In this White Paper, members of the Senior Team from Civil & Commercial Costs Lawyers debate the issue - Costs Lawyer Tom Mason puts forward his arguments against the decision, Ashley Tezoo defends it, and James Fairclough provides his view of where he thinks the Court of Appeal will go.
The Case Against - Hourly Rates Not A 'Good Reason' To Depart From A Costs Budget
In this case, Deputy Master Campbell was in “no doubt” that the hourly rates allowed for the incurred costs should be reflected in the budgeted costs. It is submitted that such an unequivocal answer is not discernible from the rules; there is a four way conflict between CPR 3 PD 7.10 & PD 7.3, CPR 3.18 and CPR 44.3(5).

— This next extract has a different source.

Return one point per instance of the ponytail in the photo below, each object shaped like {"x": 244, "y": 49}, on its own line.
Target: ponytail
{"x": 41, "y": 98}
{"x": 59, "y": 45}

The Deputy Master’s reasoning was that if the hourly rates were not reflected in the budgeted costs that would allow the Claimant to recover an hourly rate, post budget at a level that exceeded the figure considered reasonable and proportionate for the pre-budget stage. He determined this to be a ‘good reason’ to depart from the approved costs budget. It is difficult to reconcile his reasoning with the explicit wording of PD 7.3. The Court has already considered the budgeted costs to be reasonable and proportionate. In doing so the Court has considered the constituent elements of the total figure. The hourly rates, being a constituent element, have therefore been considered to be both reasonable and proportionate and should not have been reduced further at Detailed Assessment. The use of the word “good” in CPR 3.18 clearly creates a reasonably high threshold for a reason to depart from the approved costs budget. It is submitted that hourly rates fall some way short of being a good reason to depart.
As a safety net, the Deputy Master considered that if hourly rates were not considered ‘good reason’ then they were the most appropriate mechanism to apply the new proportionality test. The intention of the new ‘stand back’ approach was clearly not to apply a point at the coal face of the assessment.
The four way conflict between PD 7.10, PD 7.3, CPR 3.18 and CPR 44.3(5) can only be resolved by the rule makers. The more pressing issue for the appellate Court is some guidance on what constitutes ‘good reason’ to depart from an approved costs budget.